Photosmith Development Ends

Chris Horne (October 2015):

Nearly 5 years ago, two intrepid guys took their photography hobby and years of development background to the relatively new world of the iPad. The iPad was only 8 months old, iOS 3.2 was the latest and greatest, and Lightroom 3 was just released. It was the gold rush era of apps.

[…]

However, we struggled with app crashes—nearly all due to iOS itself. To tap into the Camera Connection Kit, we had to use the built-in photo library tools, and thus Apple’s official photo management library: ALAssets. ALAssets was a poorly designed library, and lamented by developers across the web. Nearly all functions require stopping activity that controls the user interface (a design unique to ALAssets), and even if the function works, it still has a tendency to just crash the app randomly. We were never able to wrangle ALAssets enough to have a usable app.

[…]

It was difficult to constantly keep up with ever-changing Lightroom versions, Facebook and Dropbox API’s and other changes. But to have the main operating system make such drastic changes was devastating to morale, and ultimately, the project; it’s demoralizing to constantly re-write the same parts to try to keep up with Apple’s random changes.
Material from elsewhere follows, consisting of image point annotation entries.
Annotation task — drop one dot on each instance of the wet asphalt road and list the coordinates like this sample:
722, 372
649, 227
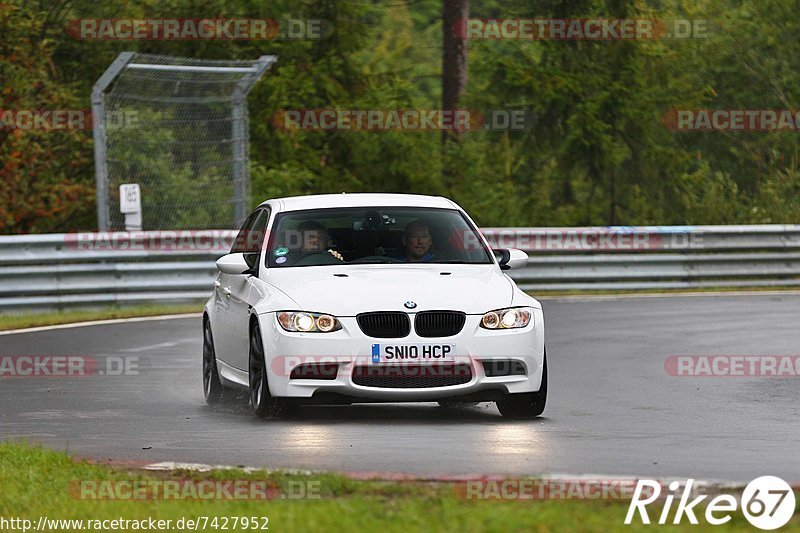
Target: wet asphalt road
612, 409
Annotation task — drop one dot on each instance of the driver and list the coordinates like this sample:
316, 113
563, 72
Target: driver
417, 242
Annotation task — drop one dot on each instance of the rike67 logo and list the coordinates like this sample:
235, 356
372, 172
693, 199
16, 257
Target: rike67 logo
767, 502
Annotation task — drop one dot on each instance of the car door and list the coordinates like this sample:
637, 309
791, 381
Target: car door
227, 327
240, 288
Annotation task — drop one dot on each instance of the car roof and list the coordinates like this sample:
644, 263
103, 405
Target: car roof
321, 201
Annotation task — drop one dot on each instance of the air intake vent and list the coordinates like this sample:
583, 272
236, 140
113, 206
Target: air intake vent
412, 376
439, 323
504, 367
385, 324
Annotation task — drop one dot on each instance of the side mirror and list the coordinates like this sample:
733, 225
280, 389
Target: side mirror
511, 258
233, 264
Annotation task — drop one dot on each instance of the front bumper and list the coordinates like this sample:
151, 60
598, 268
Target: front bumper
350, 347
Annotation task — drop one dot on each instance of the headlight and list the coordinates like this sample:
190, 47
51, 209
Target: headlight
308, 322
514, 317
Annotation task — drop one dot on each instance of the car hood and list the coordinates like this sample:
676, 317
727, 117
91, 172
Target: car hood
350, 290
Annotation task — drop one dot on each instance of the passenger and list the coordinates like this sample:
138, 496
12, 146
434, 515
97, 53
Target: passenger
417, 242
315, 239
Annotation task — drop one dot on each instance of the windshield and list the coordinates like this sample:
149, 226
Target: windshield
362, 235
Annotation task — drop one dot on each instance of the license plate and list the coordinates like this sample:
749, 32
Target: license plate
412, 353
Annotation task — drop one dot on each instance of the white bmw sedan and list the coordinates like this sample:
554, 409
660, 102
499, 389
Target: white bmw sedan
371, 298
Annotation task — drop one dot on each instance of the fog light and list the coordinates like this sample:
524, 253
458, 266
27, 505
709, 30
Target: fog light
325, 323
303, 322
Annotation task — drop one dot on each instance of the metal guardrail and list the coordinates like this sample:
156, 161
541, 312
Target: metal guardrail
69, 270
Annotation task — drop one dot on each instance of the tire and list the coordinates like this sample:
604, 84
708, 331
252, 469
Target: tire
526, 404
263, 404
212, 385
456, 404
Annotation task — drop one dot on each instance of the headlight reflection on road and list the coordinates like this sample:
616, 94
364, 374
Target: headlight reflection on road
312, 438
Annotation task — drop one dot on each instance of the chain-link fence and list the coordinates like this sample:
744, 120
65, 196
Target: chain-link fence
178, 127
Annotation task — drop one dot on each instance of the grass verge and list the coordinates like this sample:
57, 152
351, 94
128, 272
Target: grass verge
31, 320
634, 292
36, 483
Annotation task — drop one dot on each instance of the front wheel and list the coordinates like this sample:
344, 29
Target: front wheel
262, 402
526, 404
212, 386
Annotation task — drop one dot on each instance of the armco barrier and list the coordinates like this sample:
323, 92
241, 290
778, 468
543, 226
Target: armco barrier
70, 270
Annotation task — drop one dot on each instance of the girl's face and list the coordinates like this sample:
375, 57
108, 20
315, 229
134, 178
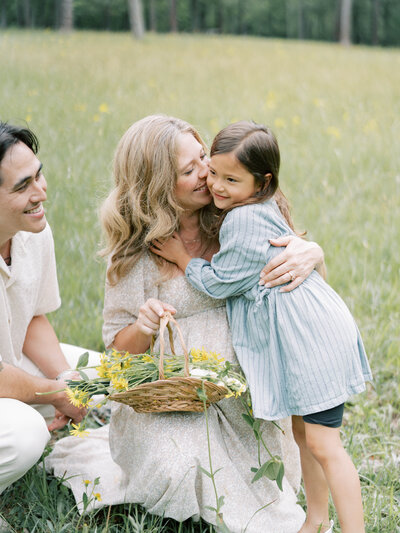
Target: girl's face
229, 182
191, 189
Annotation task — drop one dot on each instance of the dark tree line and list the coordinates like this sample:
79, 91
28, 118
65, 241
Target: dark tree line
375, 22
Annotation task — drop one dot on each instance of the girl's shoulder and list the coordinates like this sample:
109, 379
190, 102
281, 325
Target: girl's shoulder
264, 215
263, 210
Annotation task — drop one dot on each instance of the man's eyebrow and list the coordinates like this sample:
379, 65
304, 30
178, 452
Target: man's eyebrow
22, 181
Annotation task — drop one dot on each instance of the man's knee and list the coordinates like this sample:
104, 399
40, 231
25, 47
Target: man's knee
23, 437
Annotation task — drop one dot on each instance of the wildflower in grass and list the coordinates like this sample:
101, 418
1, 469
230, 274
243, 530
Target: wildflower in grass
333, 132
279, 123
214, 125
78, 431
103, 108
270, 101
370, 126
318, 102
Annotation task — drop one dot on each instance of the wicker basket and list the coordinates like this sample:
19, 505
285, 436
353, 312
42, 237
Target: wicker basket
172, 394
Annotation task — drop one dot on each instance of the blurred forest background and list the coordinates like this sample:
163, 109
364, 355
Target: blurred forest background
372, 22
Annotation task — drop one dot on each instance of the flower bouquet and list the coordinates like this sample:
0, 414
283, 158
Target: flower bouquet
158, 382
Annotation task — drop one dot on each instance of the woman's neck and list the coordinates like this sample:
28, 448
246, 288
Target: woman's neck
189, 227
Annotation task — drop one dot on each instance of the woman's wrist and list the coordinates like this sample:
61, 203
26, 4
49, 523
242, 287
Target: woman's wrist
70, 373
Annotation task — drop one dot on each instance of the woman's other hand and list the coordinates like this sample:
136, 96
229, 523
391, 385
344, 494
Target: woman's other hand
136, 337
148, 321
294, 264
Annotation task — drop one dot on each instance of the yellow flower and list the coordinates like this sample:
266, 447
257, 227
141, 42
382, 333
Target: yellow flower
76, 397
333, 132
103, 108
279, 123
270, 101
78, 431
120, 383
318, 102
370, 126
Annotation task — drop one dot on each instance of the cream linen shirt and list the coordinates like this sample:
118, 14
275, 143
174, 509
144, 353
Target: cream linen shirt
28, 288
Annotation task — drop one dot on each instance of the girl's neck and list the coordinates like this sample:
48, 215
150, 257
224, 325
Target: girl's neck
5, 248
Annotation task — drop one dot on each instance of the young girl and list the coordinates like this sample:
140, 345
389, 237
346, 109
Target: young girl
301, 351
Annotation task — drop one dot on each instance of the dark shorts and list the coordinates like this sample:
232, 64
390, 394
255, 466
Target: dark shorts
331, 418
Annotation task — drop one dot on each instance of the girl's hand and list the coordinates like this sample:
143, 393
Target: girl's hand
172, 250
150, 312
294, 264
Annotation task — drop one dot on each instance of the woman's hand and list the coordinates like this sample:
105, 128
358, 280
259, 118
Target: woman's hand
294, 264
148, 321
173, 250
136, 337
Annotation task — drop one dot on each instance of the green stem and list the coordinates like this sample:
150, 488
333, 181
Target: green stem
209, 451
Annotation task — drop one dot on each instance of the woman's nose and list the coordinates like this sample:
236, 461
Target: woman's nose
204, 167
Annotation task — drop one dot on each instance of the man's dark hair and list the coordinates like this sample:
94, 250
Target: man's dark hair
10, 135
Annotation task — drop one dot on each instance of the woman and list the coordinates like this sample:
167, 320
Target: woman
160, 171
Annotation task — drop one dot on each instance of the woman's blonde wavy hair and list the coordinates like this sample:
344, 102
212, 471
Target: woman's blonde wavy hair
142, 205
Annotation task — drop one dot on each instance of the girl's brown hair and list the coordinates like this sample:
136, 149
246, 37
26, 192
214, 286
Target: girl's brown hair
256, 148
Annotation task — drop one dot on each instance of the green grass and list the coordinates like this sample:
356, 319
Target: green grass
336, 113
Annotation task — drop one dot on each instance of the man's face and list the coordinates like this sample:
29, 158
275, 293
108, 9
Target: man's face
22, 191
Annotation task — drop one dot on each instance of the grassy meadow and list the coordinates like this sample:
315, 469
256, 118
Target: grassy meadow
336, 113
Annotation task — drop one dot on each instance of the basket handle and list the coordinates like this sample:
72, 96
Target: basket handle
165, 321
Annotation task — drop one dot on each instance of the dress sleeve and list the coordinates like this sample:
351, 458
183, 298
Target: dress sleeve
244, 249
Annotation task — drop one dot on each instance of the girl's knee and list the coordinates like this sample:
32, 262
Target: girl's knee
324, 443
298, 430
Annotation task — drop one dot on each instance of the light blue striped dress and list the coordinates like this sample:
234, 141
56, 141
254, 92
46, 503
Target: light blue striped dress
301, 351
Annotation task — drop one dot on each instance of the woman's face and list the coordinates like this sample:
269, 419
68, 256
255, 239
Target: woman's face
191, 189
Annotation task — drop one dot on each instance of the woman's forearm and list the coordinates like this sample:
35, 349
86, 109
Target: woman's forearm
132, 340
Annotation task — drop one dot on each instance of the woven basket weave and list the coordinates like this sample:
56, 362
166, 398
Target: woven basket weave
172, 394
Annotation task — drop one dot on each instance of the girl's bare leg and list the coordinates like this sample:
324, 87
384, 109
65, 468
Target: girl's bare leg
315, 484
325, 445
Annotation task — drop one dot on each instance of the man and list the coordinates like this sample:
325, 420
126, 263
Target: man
30, 354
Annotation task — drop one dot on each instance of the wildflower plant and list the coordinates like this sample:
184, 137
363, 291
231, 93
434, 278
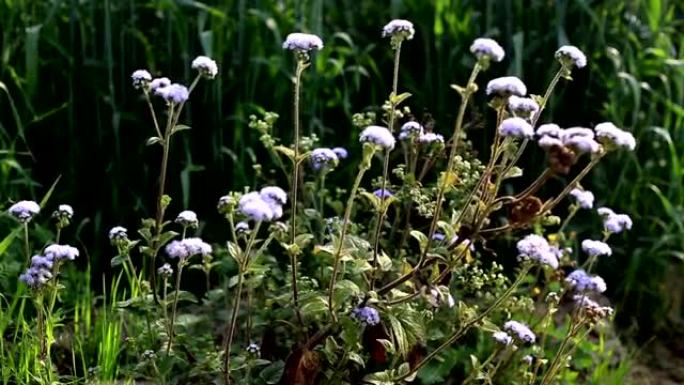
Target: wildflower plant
375, 281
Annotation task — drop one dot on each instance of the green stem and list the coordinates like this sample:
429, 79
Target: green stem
463, 329
175, 304
365, 165
228, 342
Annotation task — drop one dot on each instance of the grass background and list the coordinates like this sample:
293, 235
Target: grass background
67, 108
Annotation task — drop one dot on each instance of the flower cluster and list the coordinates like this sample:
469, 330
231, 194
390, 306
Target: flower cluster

Especially when we wanted to focus on features, stability, and other app-related features – not just chasing to keep up with what we had.

Chris Horne:

Undoubtedly, that is a lot of money and most iOS developers would gladly disassemble themselves for such a haul. But consider that that total is spread over four years and has to pay contractors, advertising, cloud services, software licenses, and hardware devices it actually doesn’t go that far. After all expenses the developers took home under $20,000 a year before taxes. A nice sum to be sure, but far short of a full-time wage especially considering we were working 40+ hours/week routinely.

[…]

Over and over we were told to drop the price and make it up in volume. We did experiment with that a few times and always found that the support load of higher volume overwhelmed any positive revenue changes.

[…]

One interesting thing that we did find testing pricing is that Photosmith has an unexpected demand curve and was actually more successful at high price points. The following chart does not show the associated support costs but they were directly correlated with volume and thus dropped as we increased price so our net revenues were far higher at $20 than they were at $10.

Via Michael Yacavone:

Apple might want to consider what it takes to make an app with 24K downloads (over four years) successful.

Update (2016-05-05): ALAsset was deprecated in iOS 9. There is now a completely new PHAsset framework.